The two questions I ask are: Where Is The Love? and Who Do We Trust? The world was violent in 1974 when I came here; it is even more violent and volatile now—at one point we celebrated the end of the Vietnam War, and John Lennon rightly wrote, “War is Over! If You Want It." Did we? Can charity and compassion flourish in a world so dedicated to greed on all levels and now fighting death cult ideologies? Can we even think about peace? Artists across the globe face censure, violation, and death for doing art—this is the twenty-first century. Where Is the Love?

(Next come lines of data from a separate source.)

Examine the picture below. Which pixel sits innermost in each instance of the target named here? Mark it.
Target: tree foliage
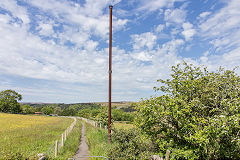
(197, 117)
(9, 101)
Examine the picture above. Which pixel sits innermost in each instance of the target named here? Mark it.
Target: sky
(56, 51)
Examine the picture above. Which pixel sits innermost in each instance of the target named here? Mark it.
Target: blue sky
(57, 50)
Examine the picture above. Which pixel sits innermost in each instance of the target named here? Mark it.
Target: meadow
(119, 125)
(24, 136)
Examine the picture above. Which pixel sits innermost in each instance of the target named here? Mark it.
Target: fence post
(62, 140)
(65, 135)
(167, 155)
(56, 148)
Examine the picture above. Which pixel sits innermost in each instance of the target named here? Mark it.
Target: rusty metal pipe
(110, 74)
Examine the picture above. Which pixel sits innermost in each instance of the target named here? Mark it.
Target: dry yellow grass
(25, 136)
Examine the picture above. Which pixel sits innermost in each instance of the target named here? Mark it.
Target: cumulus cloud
(188, 31)
(153, 5)
(147, 40)
(177, 16)
(204, 14)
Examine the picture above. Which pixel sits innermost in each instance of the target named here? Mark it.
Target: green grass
(118, 125)
(97, 141)
(24, 136)
(72, 142)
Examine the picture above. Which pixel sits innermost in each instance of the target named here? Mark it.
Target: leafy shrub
(130, 145)
(197, 117)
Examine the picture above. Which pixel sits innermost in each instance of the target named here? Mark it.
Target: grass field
(97, 141)
(23, 136)
(118, 125)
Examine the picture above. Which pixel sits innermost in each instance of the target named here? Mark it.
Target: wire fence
(59, 143)
(94, 123)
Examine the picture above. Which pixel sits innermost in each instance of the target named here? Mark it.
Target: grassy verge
(72, 142)
(24, 136)
(97, 141)
(118, 125)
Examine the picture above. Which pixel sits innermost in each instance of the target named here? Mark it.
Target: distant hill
(121, 104)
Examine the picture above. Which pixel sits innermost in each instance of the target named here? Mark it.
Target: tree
(57, 110)
(9, 101)
(197, 117)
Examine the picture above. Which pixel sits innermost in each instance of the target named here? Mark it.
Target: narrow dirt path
(83, 147)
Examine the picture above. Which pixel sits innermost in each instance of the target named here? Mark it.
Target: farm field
(24, 136)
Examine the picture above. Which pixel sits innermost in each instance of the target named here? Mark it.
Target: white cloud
(188, 31)
(46, 29)
(222, 28)
(147, 39)
(88, 17)
(204, 14)
(159, 28)
(177, 16)
(16, 10)
(153, 5)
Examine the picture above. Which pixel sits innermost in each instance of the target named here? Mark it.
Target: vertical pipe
(110, 74)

Who Do We Trust? We have to trust our artistic selves. We are not “creatives" making more stuff for people to plug into their smartphones. We need to enlarge our idea of the human, what humans can do. When I think of John Cage and Merce Cunningham, I see the traces of their active imaginations—the way we talk about silence and beats in music, how the body moves or stands in dance—they made huge differences by answering the questions they had about silence, chance, motion, stillness, space. And out of their and Jasper Johns's interrogations came work that has changed how we think. That is power. That is why commercial artists—from music, to architecture, to design—cull the experiments of the avant-garde. When I came to New York City, I did not fall down a rabbit hole—I fell into a world of many delights, some despair, and extraordinary creativity. I am so thankful to have taken the chance. And it is thrilling that the Foundation for Contemporary Arts finds ways to allow all kinds of artists to take chances, try new ways, fail, and yes, sometimes succeed. My capacity to grow as a poet is a direct result of this kind of generosity. The avant-garde really does not exist, but if it did it would foment an organization like the Foundation. And it would share that generosity with the entire world (in and out of hip-hop videos).
Patricia Spears Jones is a poet based in New York. She received a Grants to Artists award in 1996.